「山の上ホテル」と「腰巻大賞」
今朝の日経「春秋」に東京・神田駿河台の山の上ホテル(Hilltop Hotel)が下水道料金をごまかしていたことが取り上げられている。池波正太郎、川端康成、三島由紀夫、壇一雄などが常連で、大物文人好みの「格」のあるホテルとして知られる。ところが、館内で使う井戸水の配管に計測メータを迂回する不正をしていた。このニュースは先日、マスコミが大きく取り上げた。同ホテルはクラシックホテルの一つで1936年(昭和11年)に完成した旧館のアール・デコ調の内外装はいまでは珍しい。
かつてこのホテルで毎年「日本腰巻文学大賞」授賞式が行われた。雑誌「面白半分」の企画で、1973年の初受賞は山口瞳著「酒呑みの自己弁護」(新潮社)だった。「腰巻」というのは本のオビで、女子書店員に「腰巻落ちたよ」と言えば今ではセクハラ発言になると書店員が話していた。この授賞式にはほとんど参加した。小生の「人生師範」でもあるM先生が同社社長の佐藤嘉尚氏から「面白半分」立ち上げでも相談を受けていたので、いつも小生を一緒に連れて行ってくれたのだ。

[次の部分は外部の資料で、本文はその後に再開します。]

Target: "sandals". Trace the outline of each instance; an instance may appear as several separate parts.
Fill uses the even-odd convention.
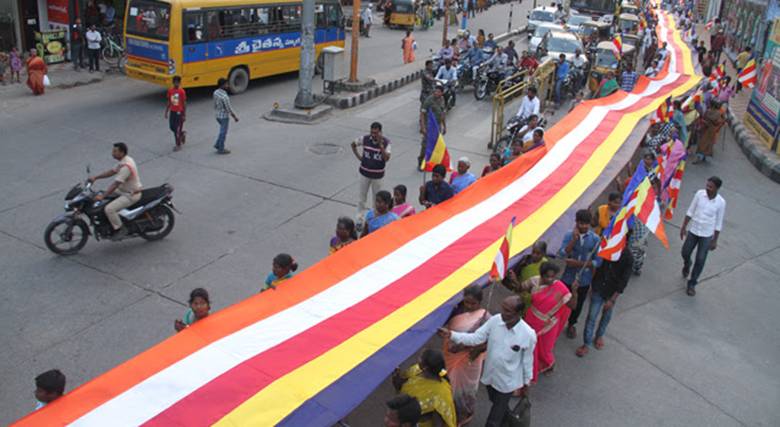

会場には写真でしか見たことのない大作家や評論家、マスコミ関係者が溢れるように詰めかけ、酒盛りをしていた。挨拶も聞こえるのは最初の一人か二人だけで、あとはワイワイガヤガヤ。酒を飲むスピードがドンドン加速していくを唖然としてみていた。一瞬、場内が静かになった。詩人・金子光晴氏がやってきたのだ。この大御所には一目置かざるを得ないようだ。金子氏は演壇に上がり、十分に間合いを取りながら短い挨拶をした。すごい迫力だった。これが終わった瞬間から無礼講だった。